I forget things too. It makes me sad… The sadness is not really about George W… the sadness lives in the recognition that a life can not matter. Or, as there are billions of lives, my sadness is alive alongside the recognition that billions of lives never mattered.
Rankine voices the inequality that has always affected people’s lives, even before #BlackLivesMatter came to fruition. She holds readers accountable for the injustices that benefit the racially-privileged who are, in turn, actively indifferent to those injustices.
Years after the publication of Don’t Let Me Be Lonely, Rankine advocates not only for the rights of black people to be recognized but also for white people to use awareness of their privilege to advocate for them. She states that the sociologically-engineered inequality of our society is further perpetrated by the problem of whiteness: “[its] inability to see how intertangled it is with white supremacy” and how there is a continued “investment in centralizing whiteness” everywhere.
Rankine points out the problematic behavior of statements that dominate white discourse on the internet. For example, many white people often state that it isn’t their responsibility to right the wrongs of their slave-owning ancestors. Furthermore, vitriolic responses of “All Lives Matter!” to the #BlackLivesMatter movement prove that blindness to the connection between whiteness and white supremacy. Reactions such as these show a further cultural investment in whiteness, whether via white people’s indifference to the oppression of black people or their societally-imposed desire to maintain the status quo.
Rankine does not blame President Trump for reverting a utopian social order of “post-racial” “equality” into regression. Instead, she classifies him as “a symptom” of white supremacy. She states that the election of Trump granted repressed white males permission to voice their disdain for political correctness.

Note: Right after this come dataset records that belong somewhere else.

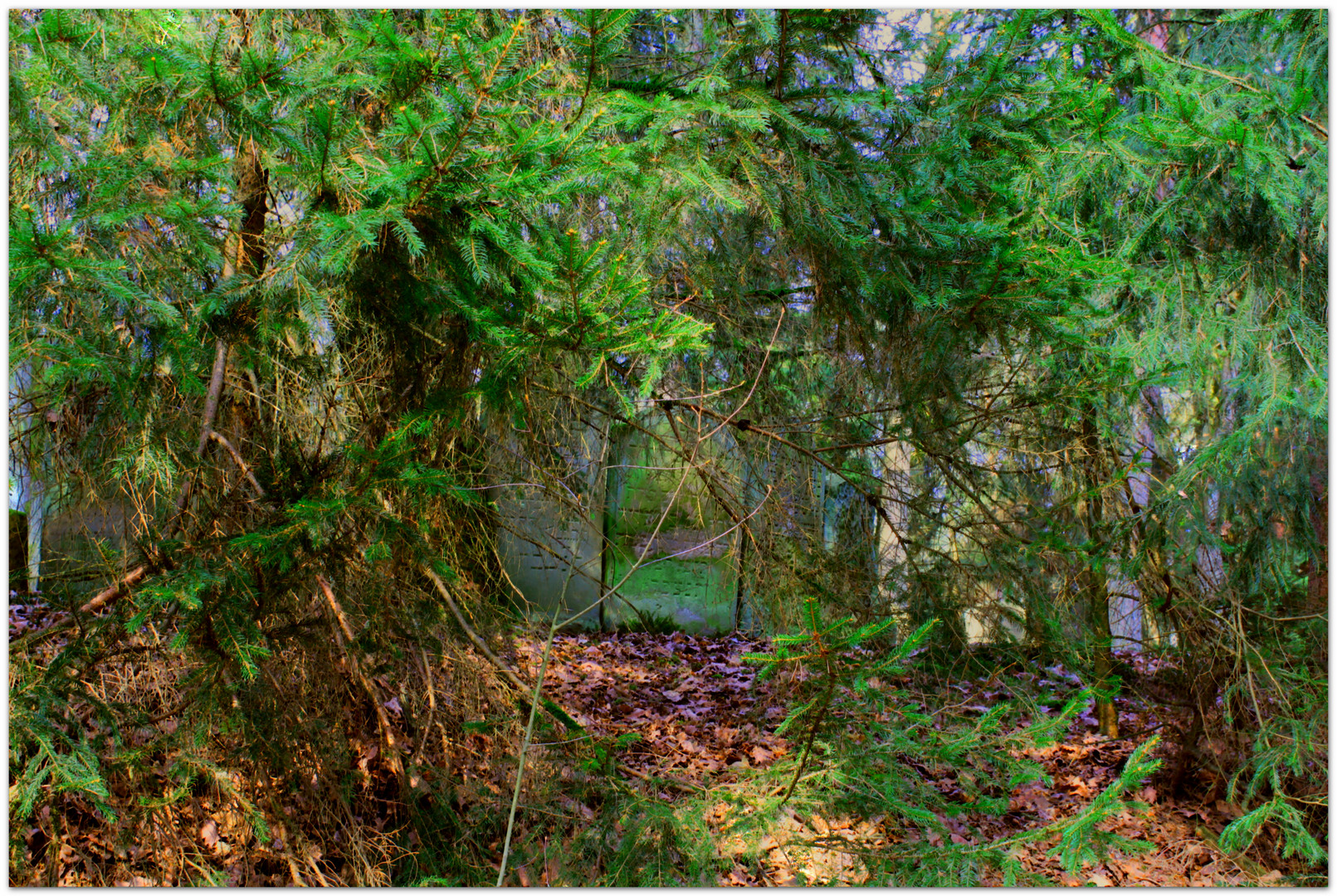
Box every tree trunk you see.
[1081,404,1119,737]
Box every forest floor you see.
[502,632,1291,887]
[9,607,1304,887]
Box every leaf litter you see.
[9,596,1300,887]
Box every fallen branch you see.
[79,563,149,612]
[315,572,404,780]
[208,429,265,498]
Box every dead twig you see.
[315,572,404,780]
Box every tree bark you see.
[1081,402,1119,737]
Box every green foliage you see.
[8,3,1329,883]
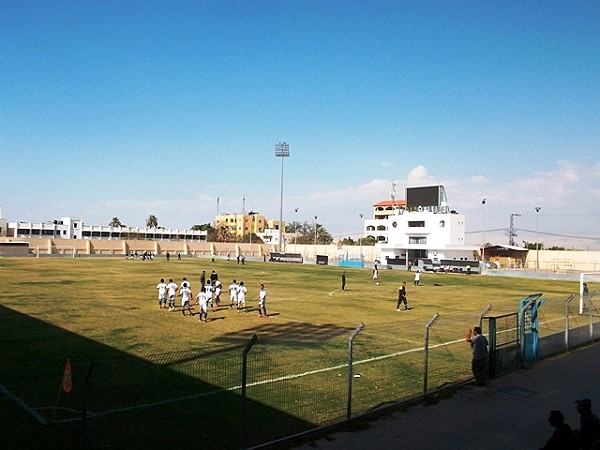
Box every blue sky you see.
[0,0,600,249]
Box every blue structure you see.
[519,293,546,362]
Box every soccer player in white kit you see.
[167,278,177,311]
[179,281,194,316]
[156,278,167,308]
[196,285,209,322]
[238,281,248,312]
[215,280,223,308]
[258,284,267,317]
[204,283,215,311]
[229,279,239,308]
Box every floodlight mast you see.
[535,206,542,270]
[275,142,290,252]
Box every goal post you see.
[54,246,77,258]
[579,272,600,314]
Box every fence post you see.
[587,291,598,342]
[240,335,258,449]
[346,322,365,420]
[423,313,440,399]
[565,294,575,352]
[81,361,94,449]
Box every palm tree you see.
[108,217,123,228]
[146,214,158,228]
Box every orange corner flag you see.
[62,359,73,394]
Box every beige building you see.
[215,211,285,244]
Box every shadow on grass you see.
[0,306,313,450]
[213,313,353,347]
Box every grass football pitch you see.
[0,258,586,448]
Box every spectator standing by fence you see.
[167,278,177,311]
[540,410,577,450]
[467,327,488,386]
[238,281,248,312]
[258,284,267,317]
[396,281,410,311]
[156,278,167,308]
[179,278,194,316]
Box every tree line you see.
[108,214,376,245]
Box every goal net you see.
[579,272,600,314]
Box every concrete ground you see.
[296,344,600,450]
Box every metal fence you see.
[12,295,600,449]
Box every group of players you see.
[156,270,267,322]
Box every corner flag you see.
[62,358,73,394]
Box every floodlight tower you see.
[535,206,542,270]
[294,208,300,253]
[358,214,364,267]
[275,142,290,252]
[480,198,485,273]
[313,216,317,264]
[508,214,521,245]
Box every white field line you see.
[51,339,464,423]
[8,319,560,425]
[0,384,48,425]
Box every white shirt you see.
[156,281,167,298]
[229,283,239,300]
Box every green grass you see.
[0,258,585,449]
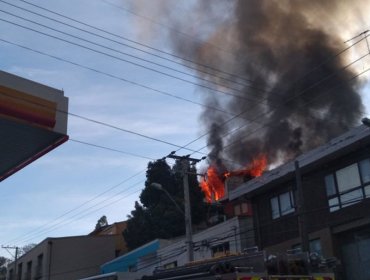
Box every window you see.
[234,202,249,216]
[128,263,137,272]
[163,261,177,269]
[25,261,32,280]
[325,159,370,212]
[270,191,295,219]
[17,263,23,280]
[292,238,322,256]
[36,254,44,279]
[212,242,230,257]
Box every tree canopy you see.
[123,159,206,249]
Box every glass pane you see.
[329,197,339,212]
[279,192,294,216]
[340,189,363,207]
[309,239,322,256]
[271,197,280,219]
[336,163,361,192]
[365,186,370,197]
[325,174,337,196]
[360,159,370,183]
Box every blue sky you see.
[0,0,205,257]
[0,0,369,257]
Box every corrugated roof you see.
[229,125,370,200]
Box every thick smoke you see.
[131,0,365,168]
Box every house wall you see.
[7,236,115,280]
[50,236,116,280]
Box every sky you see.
[0,0,369,258]
[0,0,210,257]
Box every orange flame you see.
[200,155,267,202]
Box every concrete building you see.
[89,221,128,257]
[228,125,370,280]
[7,235,117,280]
[94,217,255,280]
[0,71,68,181]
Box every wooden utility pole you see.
[294,160,310,252]
[167,152,205,262]
[1,246,19,279]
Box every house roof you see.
[0,71,68,181]
[228,125,370,200]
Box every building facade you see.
[229,126,370,280]
[7,236,116,280]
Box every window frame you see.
[270,190,296,220]
[324,158,370,213]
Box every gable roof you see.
[229,125,370,200]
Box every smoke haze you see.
[129,0,368,168]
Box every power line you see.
[4,170,145,243]
[188,46,370,155]
[68,138,155,160]
[15,181,144,245]
[0,86,205,152]
[0,11,264,104]
[0,38,253,140]
[15,0,265,91]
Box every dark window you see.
[36,254,44,279]
[17,263,23,280]
[25,261,32,280]
[270,191,295,219]
[212,242,230,257]
[325,159,370,212]
[9,269,14,280]
[292,238,322,256]
[163,261,177,269]
[128,263,137,272]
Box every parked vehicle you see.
[141,251,336,280]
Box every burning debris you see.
[129,0,369,200]
[200,155,267,202]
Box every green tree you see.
[123,159,206,249]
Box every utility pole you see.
[294,160,309,252]
[1,246,19,279]
[167,152,206,262]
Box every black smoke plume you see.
[132,0,363,168]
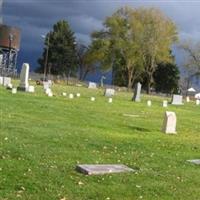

Praised as “the book of a generation” by the Sunday Times, Citizen takes Rankine’s critique of white supremacy further. Rankine highlights that critique not only in her words but also in their visual presentation. Most notably, she commemorates victims of police brutality such as Sandra Bland and Michael Brown in her “In Memory of” wall. As the wall fades out, she leaves us with:
Because white men can’t
police their imagination
black men are dying
The isolation of the aforementioned lines further accentuates Rankine’s point about the sociological investment in whiteness. By placing those three lines on their own page, she forces us to focus on the statement they form. Her prose forces us to think about how black people are at the mercy of white anger. Moreover, she forces us to confront the reality that white entitlement matters more than black peoples’ lives.
One year later, I am in awe of Rankine and her presence in our lives. As artist and advocate, Rankine uses her love for language to raise her voice above the cacophony of systemic brutality. She reminds us of the complex evolution of racist behavior, calling for us to know, grow, and be better. May she be a testament of Dylan Thomas’ urge for us to not “go gently into that good night” but to “rage against the dying of the light.”
May we be a generation that carries her torch of truth into our futures.